Liputan6.com, Jakarta Hubungan sedarah terlarang seperti inses punya sederet dampak serius pada korbannya. Terutama bila inses terjadi dengan meliputi pemaksaan.
Kriminolog Haniva Hasna (karib disapa Iva)Â mengungkapkan bahwa ada dua gangguan yang berisiko terjadi pada korban inses. Dua gangguan tersebut meliputi gangguan fisik dan gangguan psikologis.
Baca Juga
"Gangguan fisik yang dapat terjadi meliputi perdarahan dari vagina, nyeri pada vagina, infeksi pada alat kelamin, keputihan, infeksi penyakit menular seksual, kehamilan yang tidak diinginkan," ujar Iva melalui keterangan pada Health Liputan6.com ditulis Jumat, (30/6/2023).
Advertisement
Sedangkan, gangguan psikologis yang berisiko terjadi menurut Iva berupa gangguan stres pasca trauma (PTSD), depresi, insomnia, menarik diri dari lingkungan, hingga percobaan bunuh diri.
Tak Berhenti pada Fisik dan Psikologis
Iva menjelaskan bahwa dampak yang terjadi pada korban inses pun tidak berhenti pada munculnya gangguan fisik dan psikologis, melainkan juga korban bisa merasakan beberapa hal setelah kejadian berlangsung.
"Lebih lanjut lagi korban akan merasa, pertama, pengkhianatan (betrayal). Kepercayaan adalah hal dasar yang membuat terjadinya inses," kata Iva.
Seperti kasus inses yang terjadi di Purwokerto, Iva mengungkapkan bahwa hal itu bisa terjadi lantaran sudah ada kepercayaan korban terhadap ayahnya selaku pelaku inses.
"Namun, ternyata kepercayaan yang diberikan anak kepada orangtua justru menyebabkan penderitaan, maka yang (berisiko) dialami korban adalah kesulitan mempercayai orang lain," ujar Iva.
Korban Inses Berisiko Alami Trauma Seksual
Lebih lanjut Iva mengungkapkan bahwa dampak kedua yang berisiko dialami oleh korban inses berupa traumatic sexualization atau trauma secara seksual.

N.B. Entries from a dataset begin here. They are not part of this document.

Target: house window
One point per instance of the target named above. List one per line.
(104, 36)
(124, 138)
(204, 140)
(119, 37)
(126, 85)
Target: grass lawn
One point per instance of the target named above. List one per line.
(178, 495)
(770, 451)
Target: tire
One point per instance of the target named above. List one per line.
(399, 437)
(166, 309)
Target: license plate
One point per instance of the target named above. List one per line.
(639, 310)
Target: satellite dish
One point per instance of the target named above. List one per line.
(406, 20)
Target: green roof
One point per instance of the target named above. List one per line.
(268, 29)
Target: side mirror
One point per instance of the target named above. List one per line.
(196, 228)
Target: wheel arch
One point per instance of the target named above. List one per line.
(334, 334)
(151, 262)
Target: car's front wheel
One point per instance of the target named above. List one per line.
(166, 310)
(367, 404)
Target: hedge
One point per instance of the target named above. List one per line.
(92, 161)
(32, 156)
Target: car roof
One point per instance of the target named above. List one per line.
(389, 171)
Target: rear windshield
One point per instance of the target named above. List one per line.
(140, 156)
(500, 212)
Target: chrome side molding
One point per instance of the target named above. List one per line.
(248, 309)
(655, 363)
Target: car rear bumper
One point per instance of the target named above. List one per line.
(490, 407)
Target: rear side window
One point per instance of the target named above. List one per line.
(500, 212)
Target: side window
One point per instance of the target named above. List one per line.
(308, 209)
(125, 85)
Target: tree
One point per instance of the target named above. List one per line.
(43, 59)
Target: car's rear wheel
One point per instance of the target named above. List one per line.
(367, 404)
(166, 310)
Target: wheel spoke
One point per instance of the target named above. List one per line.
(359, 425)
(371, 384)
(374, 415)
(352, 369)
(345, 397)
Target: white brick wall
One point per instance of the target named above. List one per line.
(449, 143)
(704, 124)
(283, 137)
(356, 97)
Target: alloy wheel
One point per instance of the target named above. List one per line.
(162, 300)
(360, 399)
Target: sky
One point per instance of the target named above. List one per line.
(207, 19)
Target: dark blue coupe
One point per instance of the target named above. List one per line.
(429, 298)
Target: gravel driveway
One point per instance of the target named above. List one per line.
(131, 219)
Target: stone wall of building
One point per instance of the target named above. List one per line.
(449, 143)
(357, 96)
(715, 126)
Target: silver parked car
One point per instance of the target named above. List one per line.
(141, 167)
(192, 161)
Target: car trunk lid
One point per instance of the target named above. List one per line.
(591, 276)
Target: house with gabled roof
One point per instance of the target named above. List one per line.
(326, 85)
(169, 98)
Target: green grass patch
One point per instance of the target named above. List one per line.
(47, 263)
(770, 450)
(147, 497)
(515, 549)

"Perempuan yang mengalami kekerasan seksual (seperti inses) akan cenderung menolak berhubungan seksual," kata Iva.
"Efek mengerikan jangka panjangnya akibat ketakutan serta ketidakpercayaan kepada laki-laki (jika korban inses perempuan), maka bisa membuat korban memilih hubungan sesama jenis," sambungnya.
Advertisement
Rasa Bersalah yang Kian Muncul pada Korban Inses
Selanjutnya, yang ketiga, Iva mengungkapkan bahwa korban inses dapat berisiko mengalami stigmatization (stigmatisasi). Alhasil, korban bisa mengalami beberapa hal mulai dari merasa bersalah hingga punya gambaran diri yang buruk.
"Korban kekerasan seksual bisa merasa bersalah, malu, memiliki gambaran diri yang buruk," ujar Iva.
Perasaan-perasaan itu dapat terbentuk lantaran korban inses bisa merasa jikalau dirinya tidak punya daya. Sehingga korban bisa merasa tidak punya kekuatan untuk melakukan kontrol diri.
"Rasa bersalah dan malu terbentuk akibat ketidakberdayaan dan merasa bahwa mereka tidak memiliki kekuatan untuk mengontrol dirinya," kata Iva.
Korban Inses Bisa Terus-Menerus Merasa Tidak Berdaya
Terakhir, dampak yang berisiko dialami korban inses berkaitan dengan rasa tidak berdaya atau powerlessness. Iva menjelaskan, korban sering merasa berbeda dengan orang lain dan merasakan kemarahan akibat tidak bisa melindungi dirinya dari kekerasan.
"Ketakutan itu memengaruhi kehidupan korban. Hal ini hingga masuk ke alam bawah sadar bahkan korban sering bermimpi buruk, fobia, ketakutan terhadap sesuatu, serta kecemasan tak berdasar," ujar Iva.